Contract Risks in Social Impact Bonds: Research from Pandey et al.

Social Impact Bonds are a relatively new financing mechanism in public policy. They are interesting because they look like an X-prize or a professional athlete’s incentive laden contract, but with social policy targets. A government writes a contract with a private sector entity that specifies a set of goals with rewards earned if targets are met.

Government Executive has published a nice, digestible, overview of what the literature has learned, drawing particularly from “Use of Social Impact Bonds to Address Social Problems: Understanding Contractual Risks and Transaction Costs” by Sheela Pandey (Penn State-Harrisburg), Joseph Cordes (George Washington University), Sanjay Pandey (George Washington University), and William Winfrey (Centers for Medicare and Medicaid Intervention) that appears in a recent issue of Nonprofit Management & Leadership. From the abstract:

 

We conduct an in-depth case study of the Social Innovation Financing Youth Recidivism project (SIF) in Massachusetts. Our case study is comprised of a qualitative analysis of the multi-party contract and multi-year quantitative benefit-cost analysis to understand transaction costs. We draw upon contract theory to develop an analytical framework for the case analysis and highlight the risks and safeguards for the various parties to the contract, and conduct a formal benefit-cost analysis to map out transaction costs. We conclude with a discussion of study implications and future research.

The most obvious advantage of SIBs is the idea that the government only pays for some degree of success, instead of taking on a new costly venture that may or may not work out. However, what much of the article does is attempt to explain these contracts within Contract Theory. Writing a contract is about solving a variety of information problems like adverse selection, moral hazard, and principle-agent problems. What Pandey et al. discuss is that the merits of social impact bonds depend heavily on the types of contracts the public entity can write, either with vendors who would run the program or with their own in-house staff, given their institutional constraints. In principle, this is the same problem underpinning the make-or-buy decision of the for-profit sector, where contracts generate incentives, create information, and provide accountability. A department store like Target and a shopping mall are similar entities that have organized their production with very different contracts. Target executives don’t know exactly the right amount of floor space to devote to women’s shoes in Bloomington or what mix of brands to carry, but they have contracts that attempt to internalize this decision with local management and information systems; the shopping mall attempts to auction off the square footage to the highest bidder, letting the market answer those questions. The former system requires Target executives to have a lot of top level information over how to run a store so they can manage their local managers correctly, while the shopping mall executives forgo those costs entirely but take significant transaction costs by repeatedly accessing the market system to negotiate their floor space. (N.B. “Bosses Don’t Wear Bunny Slippers.”)

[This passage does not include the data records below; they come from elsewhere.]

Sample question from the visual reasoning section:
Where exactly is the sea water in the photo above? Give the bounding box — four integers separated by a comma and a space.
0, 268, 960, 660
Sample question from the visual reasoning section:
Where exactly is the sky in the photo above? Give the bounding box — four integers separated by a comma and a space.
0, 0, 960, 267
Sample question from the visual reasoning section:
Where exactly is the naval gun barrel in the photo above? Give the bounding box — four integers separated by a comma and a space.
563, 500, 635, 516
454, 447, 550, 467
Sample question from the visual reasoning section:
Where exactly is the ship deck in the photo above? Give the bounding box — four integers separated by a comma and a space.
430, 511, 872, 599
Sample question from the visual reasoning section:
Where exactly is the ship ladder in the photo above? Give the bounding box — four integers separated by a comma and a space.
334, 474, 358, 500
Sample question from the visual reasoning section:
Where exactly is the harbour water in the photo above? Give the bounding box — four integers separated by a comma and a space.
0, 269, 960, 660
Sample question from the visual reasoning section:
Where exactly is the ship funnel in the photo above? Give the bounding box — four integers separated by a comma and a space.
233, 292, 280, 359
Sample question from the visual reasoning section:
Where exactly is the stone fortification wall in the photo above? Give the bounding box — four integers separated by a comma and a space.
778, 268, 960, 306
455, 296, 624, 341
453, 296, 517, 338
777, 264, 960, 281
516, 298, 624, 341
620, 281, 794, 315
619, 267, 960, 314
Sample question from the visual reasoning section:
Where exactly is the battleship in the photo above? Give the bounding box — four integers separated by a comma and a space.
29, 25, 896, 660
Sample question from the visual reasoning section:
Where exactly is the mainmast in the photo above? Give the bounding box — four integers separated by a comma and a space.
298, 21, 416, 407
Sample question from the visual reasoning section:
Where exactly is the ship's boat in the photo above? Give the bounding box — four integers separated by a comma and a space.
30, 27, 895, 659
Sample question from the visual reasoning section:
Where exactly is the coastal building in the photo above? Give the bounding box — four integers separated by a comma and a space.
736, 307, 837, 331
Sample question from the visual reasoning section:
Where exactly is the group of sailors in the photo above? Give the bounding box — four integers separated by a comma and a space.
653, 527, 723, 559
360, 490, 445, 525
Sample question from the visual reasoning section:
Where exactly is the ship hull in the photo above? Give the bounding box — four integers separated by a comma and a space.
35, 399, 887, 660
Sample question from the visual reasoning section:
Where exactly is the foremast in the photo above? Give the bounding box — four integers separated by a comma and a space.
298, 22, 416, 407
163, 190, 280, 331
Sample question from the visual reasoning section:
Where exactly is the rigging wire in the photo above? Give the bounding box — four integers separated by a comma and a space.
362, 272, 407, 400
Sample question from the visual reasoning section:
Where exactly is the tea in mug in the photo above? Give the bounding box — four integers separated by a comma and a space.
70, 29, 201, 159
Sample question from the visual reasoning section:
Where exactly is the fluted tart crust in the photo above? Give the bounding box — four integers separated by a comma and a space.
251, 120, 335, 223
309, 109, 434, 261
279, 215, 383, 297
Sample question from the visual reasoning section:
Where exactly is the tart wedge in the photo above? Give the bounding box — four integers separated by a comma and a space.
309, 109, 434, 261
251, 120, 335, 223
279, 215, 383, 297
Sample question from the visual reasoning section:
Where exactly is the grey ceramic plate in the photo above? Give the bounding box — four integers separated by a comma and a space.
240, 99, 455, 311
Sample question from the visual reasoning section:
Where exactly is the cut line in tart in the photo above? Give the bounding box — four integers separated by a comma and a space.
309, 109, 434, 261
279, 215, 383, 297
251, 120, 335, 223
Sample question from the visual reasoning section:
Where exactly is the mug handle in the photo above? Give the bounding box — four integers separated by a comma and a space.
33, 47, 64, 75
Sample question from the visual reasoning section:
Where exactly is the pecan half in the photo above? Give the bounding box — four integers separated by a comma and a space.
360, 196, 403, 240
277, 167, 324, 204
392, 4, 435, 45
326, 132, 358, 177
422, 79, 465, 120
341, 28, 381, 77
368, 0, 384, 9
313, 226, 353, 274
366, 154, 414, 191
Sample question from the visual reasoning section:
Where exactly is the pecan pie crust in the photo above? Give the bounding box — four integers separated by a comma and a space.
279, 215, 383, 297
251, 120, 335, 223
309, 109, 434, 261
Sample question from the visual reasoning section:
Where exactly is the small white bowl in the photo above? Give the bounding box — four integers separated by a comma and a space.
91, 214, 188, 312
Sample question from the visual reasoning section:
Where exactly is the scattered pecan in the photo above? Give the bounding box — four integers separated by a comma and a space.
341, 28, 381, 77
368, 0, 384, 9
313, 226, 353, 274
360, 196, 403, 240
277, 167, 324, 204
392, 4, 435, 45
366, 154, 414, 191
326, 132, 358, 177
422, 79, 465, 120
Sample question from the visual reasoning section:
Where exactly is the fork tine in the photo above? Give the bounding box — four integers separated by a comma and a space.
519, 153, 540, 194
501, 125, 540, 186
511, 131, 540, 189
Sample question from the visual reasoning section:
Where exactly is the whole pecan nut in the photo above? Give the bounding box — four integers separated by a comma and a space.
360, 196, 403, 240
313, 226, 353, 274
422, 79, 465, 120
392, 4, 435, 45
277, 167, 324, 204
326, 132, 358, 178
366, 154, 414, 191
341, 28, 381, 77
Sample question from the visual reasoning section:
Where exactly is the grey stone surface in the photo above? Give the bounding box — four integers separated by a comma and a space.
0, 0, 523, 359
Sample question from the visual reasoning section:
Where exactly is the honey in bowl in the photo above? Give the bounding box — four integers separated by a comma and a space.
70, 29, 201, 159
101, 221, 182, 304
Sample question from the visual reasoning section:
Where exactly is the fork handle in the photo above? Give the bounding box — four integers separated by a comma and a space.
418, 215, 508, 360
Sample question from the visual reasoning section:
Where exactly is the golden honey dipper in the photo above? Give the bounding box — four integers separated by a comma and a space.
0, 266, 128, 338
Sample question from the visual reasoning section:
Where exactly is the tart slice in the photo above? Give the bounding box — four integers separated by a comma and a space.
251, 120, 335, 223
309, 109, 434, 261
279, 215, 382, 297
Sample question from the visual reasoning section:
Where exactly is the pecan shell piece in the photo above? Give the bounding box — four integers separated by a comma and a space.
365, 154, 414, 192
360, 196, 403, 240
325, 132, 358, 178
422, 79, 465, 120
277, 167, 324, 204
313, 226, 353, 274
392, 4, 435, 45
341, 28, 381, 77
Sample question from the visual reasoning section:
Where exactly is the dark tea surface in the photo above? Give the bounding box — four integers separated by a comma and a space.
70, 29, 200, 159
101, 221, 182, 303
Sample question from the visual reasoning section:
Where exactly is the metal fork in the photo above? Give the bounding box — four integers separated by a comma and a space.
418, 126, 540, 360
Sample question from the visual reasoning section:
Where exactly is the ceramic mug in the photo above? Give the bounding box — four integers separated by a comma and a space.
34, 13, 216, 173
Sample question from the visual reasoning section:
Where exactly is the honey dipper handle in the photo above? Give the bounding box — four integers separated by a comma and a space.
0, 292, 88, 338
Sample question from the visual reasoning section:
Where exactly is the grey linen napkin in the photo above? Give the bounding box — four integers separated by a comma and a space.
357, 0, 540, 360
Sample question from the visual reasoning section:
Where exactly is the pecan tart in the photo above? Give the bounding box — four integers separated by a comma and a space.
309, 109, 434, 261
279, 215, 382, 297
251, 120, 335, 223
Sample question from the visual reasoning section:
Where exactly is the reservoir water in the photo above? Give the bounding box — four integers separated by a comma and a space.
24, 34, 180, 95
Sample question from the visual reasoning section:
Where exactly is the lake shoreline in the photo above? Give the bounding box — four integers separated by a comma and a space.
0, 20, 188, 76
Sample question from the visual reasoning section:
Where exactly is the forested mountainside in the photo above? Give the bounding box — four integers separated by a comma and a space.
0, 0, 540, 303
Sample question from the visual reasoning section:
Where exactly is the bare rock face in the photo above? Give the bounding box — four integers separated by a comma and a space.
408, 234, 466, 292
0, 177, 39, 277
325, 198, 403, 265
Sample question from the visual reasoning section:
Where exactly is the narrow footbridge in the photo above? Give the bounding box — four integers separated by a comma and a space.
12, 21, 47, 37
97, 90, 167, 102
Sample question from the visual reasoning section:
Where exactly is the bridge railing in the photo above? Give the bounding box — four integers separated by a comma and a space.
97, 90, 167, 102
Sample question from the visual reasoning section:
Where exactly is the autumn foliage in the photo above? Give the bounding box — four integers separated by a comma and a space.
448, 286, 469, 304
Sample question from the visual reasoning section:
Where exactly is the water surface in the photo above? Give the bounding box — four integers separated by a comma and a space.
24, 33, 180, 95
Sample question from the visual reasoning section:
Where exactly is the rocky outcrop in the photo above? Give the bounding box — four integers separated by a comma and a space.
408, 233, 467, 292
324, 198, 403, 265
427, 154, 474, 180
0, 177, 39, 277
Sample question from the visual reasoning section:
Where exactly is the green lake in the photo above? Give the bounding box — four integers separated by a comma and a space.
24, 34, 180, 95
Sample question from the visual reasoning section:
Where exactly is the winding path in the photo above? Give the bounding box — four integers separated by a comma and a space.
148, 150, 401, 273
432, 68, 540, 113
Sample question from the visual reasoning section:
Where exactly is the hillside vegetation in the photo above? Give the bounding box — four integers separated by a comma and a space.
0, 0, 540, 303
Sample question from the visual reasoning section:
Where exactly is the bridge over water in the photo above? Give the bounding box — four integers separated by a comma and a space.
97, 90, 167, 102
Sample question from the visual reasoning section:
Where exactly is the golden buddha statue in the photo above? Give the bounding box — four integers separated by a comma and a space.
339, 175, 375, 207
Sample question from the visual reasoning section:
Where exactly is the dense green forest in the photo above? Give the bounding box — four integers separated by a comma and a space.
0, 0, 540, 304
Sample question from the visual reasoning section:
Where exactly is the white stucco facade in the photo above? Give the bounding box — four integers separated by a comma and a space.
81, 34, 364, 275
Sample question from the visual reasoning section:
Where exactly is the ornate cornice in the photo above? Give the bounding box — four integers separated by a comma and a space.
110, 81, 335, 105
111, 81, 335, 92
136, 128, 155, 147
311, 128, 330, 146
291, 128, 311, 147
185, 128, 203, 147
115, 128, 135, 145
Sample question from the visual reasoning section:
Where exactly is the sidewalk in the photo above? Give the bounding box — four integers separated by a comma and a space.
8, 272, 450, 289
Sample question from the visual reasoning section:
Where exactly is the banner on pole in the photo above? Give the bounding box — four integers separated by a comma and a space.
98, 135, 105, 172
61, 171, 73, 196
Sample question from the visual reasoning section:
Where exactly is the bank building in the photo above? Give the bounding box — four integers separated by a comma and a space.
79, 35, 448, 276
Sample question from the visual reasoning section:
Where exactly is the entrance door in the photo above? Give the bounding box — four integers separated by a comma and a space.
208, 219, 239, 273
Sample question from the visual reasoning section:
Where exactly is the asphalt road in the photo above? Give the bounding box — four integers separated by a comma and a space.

What Target and the shopping mall have going is a lot of common interest in making profit, which is observable and the litmus test for participation. In the public space, Pandey et al. make the case that the underlying problems of information, incentives, and transaction costs remain with a political twist. Without a profit motive aligning all the vested stakeholders, many of the information problems are not as easily defined through contracting, and all parties have some incentives for opportunism. The authors provide a framework for thinking through dealing with different types of contractual hazards associated with the stakeholders party to the contracts (p. 513, Table 1):

  1. Standard opportunistic behavior: the private sector agency taking the contract might be a source of risks associated with moral hazard, adverse selection, and other types of incomplete information.
  2. Governmental opportunism: Private sector actors are subjected to risks from governmental agents (which can be much broader than the specific agencies undertaking the contracts). Governments necessarily consist of competing factions of power (e.g., political parties, legislative vs. executive vs. judicial, etc.) that can benefit from contract failure at the expense of their governmental rivals.
  3. Third-party opportunism: A public contract undertakes scrutiny from the public and/or perhaps agencies associated with transparency or contract monitoring. For example, some of these third parties have their own opportunities for profiting from the attention received for being perceived as whistle-blowers.

The case studies provide many examples within this framework, and the paper is very nuanced. The discussion in section 5 is a must read.